Deintensification of Routine Medical ServicesThe Next Frontier for Improving Care Quality

Author Affiliations
  • 1Veterans Affairs Center for Clinical Management Research, Veterans Affairs Ann Arbor Healthcare System, University of Michigan Medical School, and Institute for Healthcare Policy and Innovation, Ann Arbor

Copyright 2016 American Medical Association. All Rights Reserved. Applicable FARS/DFARS Restrictions Apply to Government Use.

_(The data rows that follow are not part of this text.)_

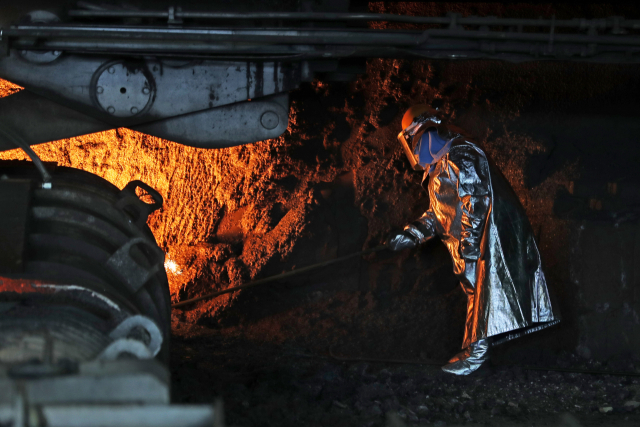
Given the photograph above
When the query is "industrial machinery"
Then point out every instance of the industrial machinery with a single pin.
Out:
(84, 302)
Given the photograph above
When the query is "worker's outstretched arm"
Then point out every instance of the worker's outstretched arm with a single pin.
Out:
(414, 234)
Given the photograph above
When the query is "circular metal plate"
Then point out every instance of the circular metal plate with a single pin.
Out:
(122, 91)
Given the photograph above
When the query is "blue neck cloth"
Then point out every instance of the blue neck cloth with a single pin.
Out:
(430, 148)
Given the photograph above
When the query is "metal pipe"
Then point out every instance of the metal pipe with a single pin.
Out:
(366, 17)
(295, 36)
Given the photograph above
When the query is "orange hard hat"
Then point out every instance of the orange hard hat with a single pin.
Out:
(414, 112)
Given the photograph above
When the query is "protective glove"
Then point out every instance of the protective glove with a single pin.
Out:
(398, 241)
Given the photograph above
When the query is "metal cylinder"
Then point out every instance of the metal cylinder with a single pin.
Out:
(91, 283)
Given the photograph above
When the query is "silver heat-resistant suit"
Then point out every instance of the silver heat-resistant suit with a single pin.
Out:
(479, 218)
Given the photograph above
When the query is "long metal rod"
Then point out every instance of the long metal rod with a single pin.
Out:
(279, 276)
(298, 36)
(613, 22)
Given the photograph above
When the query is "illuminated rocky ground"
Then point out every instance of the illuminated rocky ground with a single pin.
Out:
(336, 182)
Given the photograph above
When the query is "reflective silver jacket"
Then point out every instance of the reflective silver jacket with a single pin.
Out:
(477, 215)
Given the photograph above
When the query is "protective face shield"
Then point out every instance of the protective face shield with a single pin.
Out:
(422, 143)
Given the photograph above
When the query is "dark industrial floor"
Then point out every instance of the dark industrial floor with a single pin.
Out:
(264, 385)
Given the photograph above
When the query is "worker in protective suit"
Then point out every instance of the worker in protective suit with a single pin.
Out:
(479, 218)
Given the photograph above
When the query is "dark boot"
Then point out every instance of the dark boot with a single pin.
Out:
(469, 359)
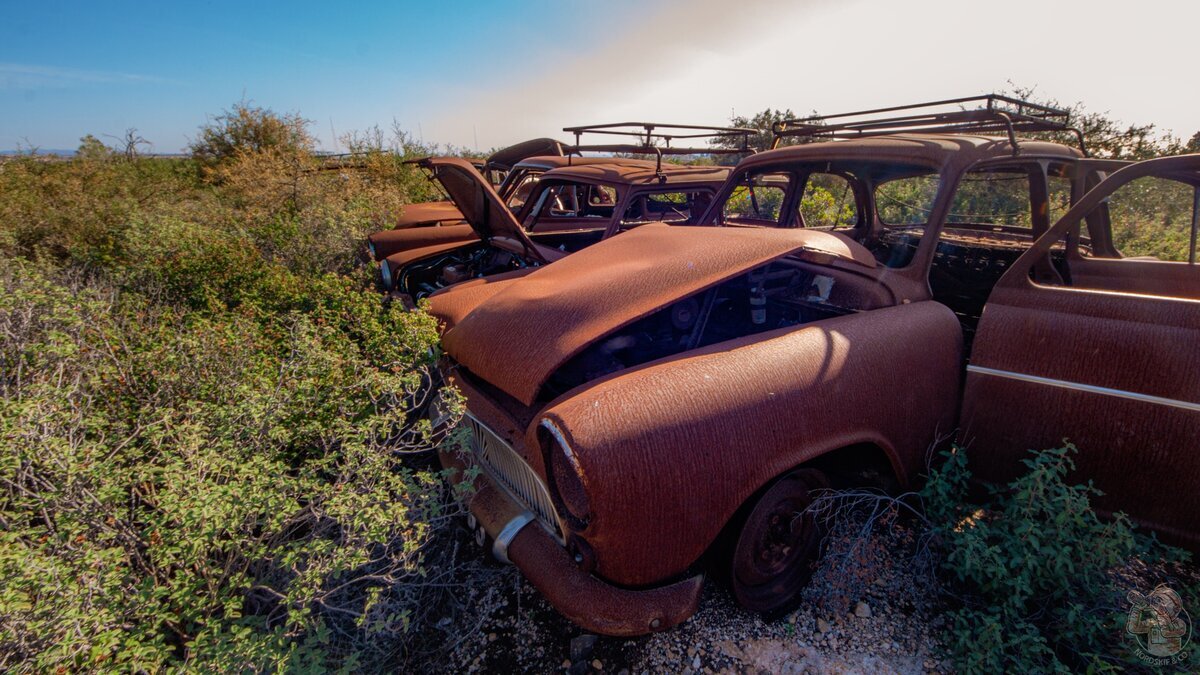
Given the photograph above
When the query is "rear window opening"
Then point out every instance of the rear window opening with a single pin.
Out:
(781, 294)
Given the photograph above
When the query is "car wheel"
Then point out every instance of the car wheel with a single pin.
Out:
(774, 551)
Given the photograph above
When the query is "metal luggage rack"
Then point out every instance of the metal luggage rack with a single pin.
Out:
(994, 114)
(654, 138)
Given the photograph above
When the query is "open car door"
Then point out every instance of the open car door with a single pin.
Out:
(1107, 357)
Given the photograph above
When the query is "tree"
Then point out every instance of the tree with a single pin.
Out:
(762, 123)
(1104, 136)
(91, 148)
(251, 129)
(130, 142)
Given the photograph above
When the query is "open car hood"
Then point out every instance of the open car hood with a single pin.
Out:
(477, 199)
(521, 330)
(427, 213)
(508, 157)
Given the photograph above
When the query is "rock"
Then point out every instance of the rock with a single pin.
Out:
(582, 646)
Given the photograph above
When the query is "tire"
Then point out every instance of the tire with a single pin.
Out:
(777, 544)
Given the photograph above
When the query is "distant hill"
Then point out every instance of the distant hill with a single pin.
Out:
(57, 151)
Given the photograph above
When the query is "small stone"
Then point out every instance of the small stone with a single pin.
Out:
(582, 645)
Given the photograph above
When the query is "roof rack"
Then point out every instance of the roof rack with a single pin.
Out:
(996, 113)
(654, 138)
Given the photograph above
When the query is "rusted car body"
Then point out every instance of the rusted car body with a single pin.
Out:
(569, 209)
(667, 400)
(1104, 356)
(514, 191)
(507, 169)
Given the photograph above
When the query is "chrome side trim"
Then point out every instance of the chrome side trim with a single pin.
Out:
(510, 531)
(1089, 388)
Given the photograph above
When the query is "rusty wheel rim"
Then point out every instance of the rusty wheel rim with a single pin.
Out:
(774, 551)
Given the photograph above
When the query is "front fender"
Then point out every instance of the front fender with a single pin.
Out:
(670, 451)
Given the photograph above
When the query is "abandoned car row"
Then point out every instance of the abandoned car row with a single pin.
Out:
(661, 363)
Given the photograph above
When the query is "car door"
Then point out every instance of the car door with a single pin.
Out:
(1113, 366)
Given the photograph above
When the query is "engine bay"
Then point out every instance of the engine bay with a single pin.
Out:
(421, 279)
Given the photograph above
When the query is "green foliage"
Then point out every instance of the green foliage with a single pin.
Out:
(251, 129)
(761, 141)
(1035, 569)
(91, 148)
(201, 408)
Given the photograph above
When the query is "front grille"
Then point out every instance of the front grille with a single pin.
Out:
(507, 469)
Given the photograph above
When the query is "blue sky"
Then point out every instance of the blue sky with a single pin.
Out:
(489, 73)
(69, 69)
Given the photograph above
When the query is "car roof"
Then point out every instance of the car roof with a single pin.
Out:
(637, 172)
(929, 149)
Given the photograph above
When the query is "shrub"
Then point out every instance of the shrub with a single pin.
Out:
(251, 129)
(205, 489)
(1035, 572)
(202, 411)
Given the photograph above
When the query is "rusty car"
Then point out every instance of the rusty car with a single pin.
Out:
(505, 168)
(666, 402)
(447, 219)
(568, 209)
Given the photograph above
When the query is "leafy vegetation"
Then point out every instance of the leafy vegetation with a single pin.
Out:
(202, 401)
(1037, 579)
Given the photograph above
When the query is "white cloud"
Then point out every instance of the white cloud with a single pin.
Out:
(27, 76)
(695, 61)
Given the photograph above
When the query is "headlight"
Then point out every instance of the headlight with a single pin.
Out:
(385, 275)
(567, 476)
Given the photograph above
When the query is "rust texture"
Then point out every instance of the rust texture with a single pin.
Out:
(586, 601)
(649, 440)
(1134, 336)
(747, 411)
(647, 268)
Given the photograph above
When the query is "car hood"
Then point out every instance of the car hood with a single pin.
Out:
(390, 242)
(415, 215)
(517, 336)
(508, 157)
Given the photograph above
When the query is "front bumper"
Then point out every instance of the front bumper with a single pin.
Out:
(593, 604)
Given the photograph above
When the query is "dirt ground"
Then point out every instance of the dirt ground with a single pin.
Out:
(863, 613)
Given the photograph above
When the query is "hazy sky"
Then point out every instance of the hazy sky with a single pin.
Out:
(480, 73)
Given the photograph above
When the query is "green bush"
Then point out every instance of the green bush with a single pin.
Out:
(1036, 574)
(203, 416)
(213, 489)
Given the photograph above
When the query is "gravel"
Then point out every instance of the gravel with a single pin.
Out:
(862, 613)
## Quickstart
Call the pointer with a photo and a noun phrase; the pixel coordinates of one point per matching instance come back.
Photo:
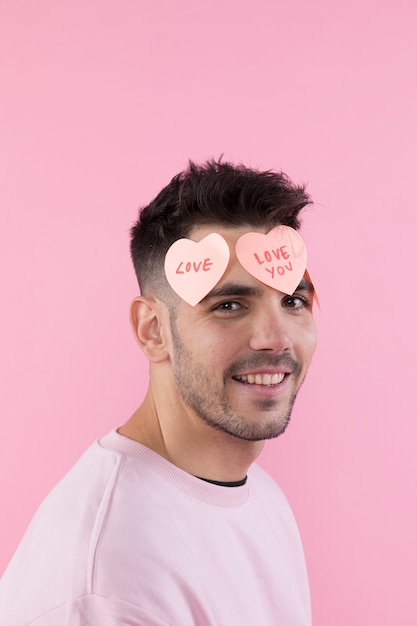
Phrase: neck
(171, 430)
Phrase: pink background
(102, 102)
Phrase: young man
(167, 520)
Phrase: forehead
(231, 234)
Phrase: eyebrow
(236, 289)
(233, 289)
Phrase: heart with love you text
(278, 259)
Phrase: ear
(150, 327)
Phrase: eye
(227, 307)
(295, 302)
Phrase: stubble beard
(193, 383)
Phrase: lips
(268, 380)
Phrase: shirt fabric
(128, 539)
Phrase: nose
(270, 330)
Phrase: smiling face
(241, 354)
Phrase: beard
(194, 384)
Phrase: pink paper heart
(194, 268)
(278, 259)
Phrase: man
(167, 520)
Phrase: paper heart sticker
(278, 259)
(193, 268)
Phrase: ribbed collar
(215, 495)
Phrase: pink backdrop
(102, 102)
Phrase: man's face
(241, 354)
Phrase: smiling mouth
(268, 380)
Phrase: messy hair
(214, 192)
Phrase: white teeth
(262, 379)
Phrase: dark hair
(214, 192)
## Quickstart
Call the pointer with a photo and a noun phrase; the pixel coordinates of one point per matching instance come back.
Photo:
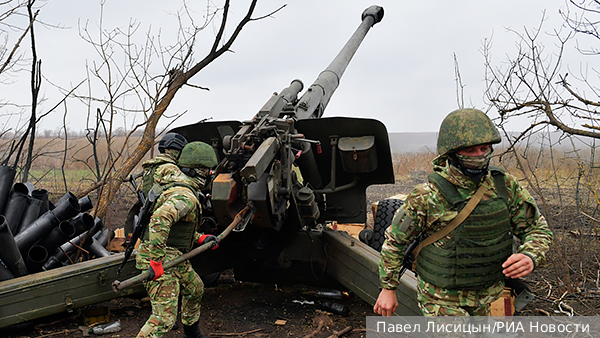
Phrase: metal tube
(10, 254)
(15, 207)
(42, 195)
(36, 256)
(7, 176)
(32, 212)
(58, 236)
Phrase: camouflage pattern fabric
(163, 294)
(425, 210)
(464, 128)
(436, 301)
(198, 155)
(173, 205)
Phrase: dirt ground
(230, 308)
(233, 308)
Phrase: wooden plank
(356, 266)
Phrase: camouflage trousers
(437, 301)
(164, 295)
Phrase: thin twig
(234, 333)
(337, 334)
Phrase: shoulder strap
(499, 182)
(447, 189)
(462, 215)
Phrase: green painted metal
(63, 289)
(356, 266)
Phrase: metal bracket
(68, 303)
(102, 278)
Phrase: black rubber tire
(211, 279)
(382, 220)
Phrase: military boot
(192, 331)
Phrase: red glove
(156, 270)
(209, 238)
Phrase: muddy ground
(233, 308)
(230, 308)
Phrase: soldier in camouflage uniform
(463, 272)
(169, 147)
(170, 233)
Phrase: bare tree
(559, 102)
(154, 90)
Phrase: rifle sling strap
(462, 215)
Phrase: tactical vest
(148, 179)
(181, 234)
(473, 257)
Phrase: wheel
(211, 279)
(366, 236)
(383, 218)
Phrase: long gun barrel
(313, 102)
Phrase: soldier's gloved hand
(209, 238)
(156, 270)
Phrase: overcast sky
(403, 74)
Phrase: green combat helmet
(465, 128)
(198, 155)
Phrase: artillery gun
(297, 169)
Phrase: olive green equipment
(465, 128)
(198, 155)
(299, 169)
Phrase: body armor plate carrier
(181, 235)
(473, 257)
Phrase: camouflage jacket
(430, 213)
(175, 204)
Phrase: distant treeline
(72, 134)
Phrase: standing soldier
(169, 147)
(461, 273)
(170, 233)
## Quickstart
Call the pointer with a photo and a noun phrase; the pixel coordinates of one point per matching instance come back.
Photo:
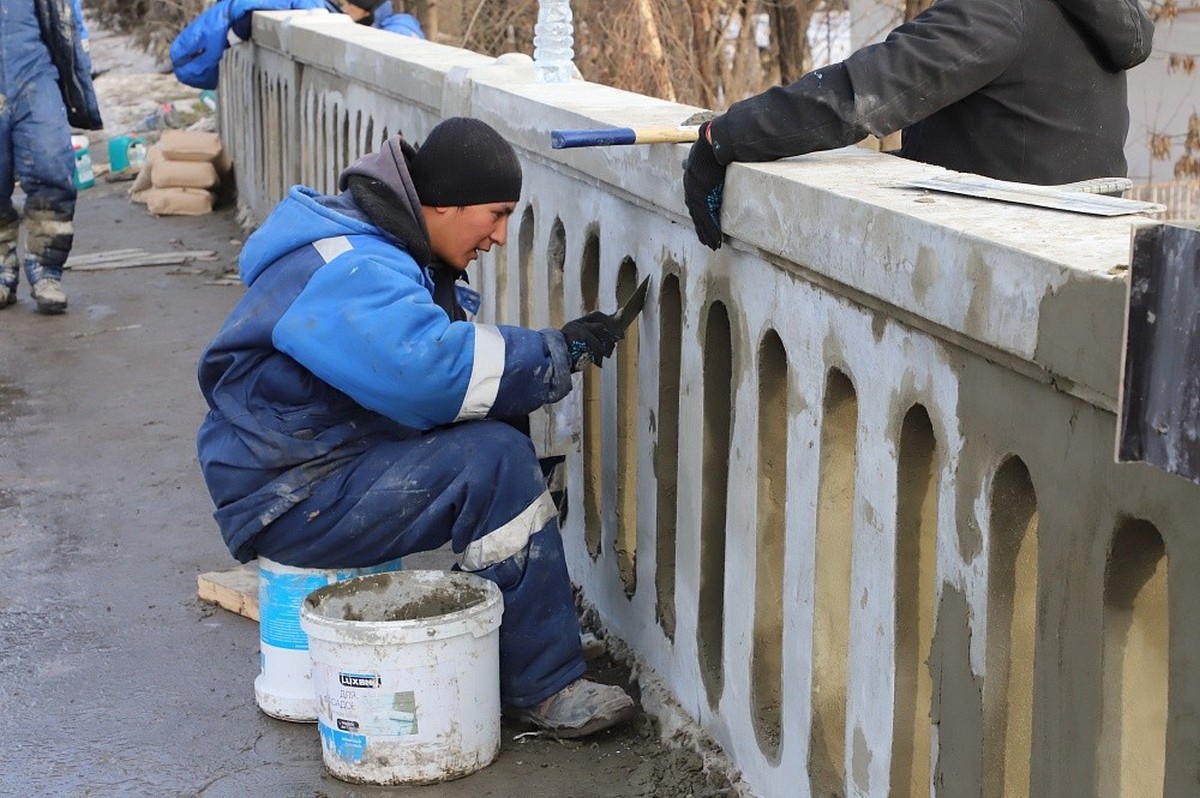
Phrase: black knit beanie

JAMA Intern Med. 2016;176(7):978-980. doi:10.1001/jamainternmed.2016.2292

The study by McCoy and colleagues1 in this issue of JAMA Internal Medicine adds to an increasing body of research24 that older patients with type 2 diabetes mellitus often receive unnecessarily intensive treatment. The authors found that nearly 20% of patients with clinical complexity (75 years or older or with multiple comorbidities) with a hemoglobin A1c (HbA1c) level less than 7.0% are receiving intensive oral treatment regimens (they excluded patients taking insulin at baseline). Furthermore, patients with clinical complexity had a higher likelihood of severe hypoglycemia, even if their treatments did not meet the definition of high intensity. The results were consistent regardless of medications used, although one-third of patients with clinical complexity were treated with sulfonylureas, despite guidelines advising against their use. Moreover, more than three-quarters of intensively treated patients did not have their treatments deintensified after testing revealed a low HbA1c level. This finding is consistent with research by Sussman et al,5 who found that once intensive treatments are started, even older patients with very tight control (eg, HbA1c level <6.0%) rarely have medications deintensified.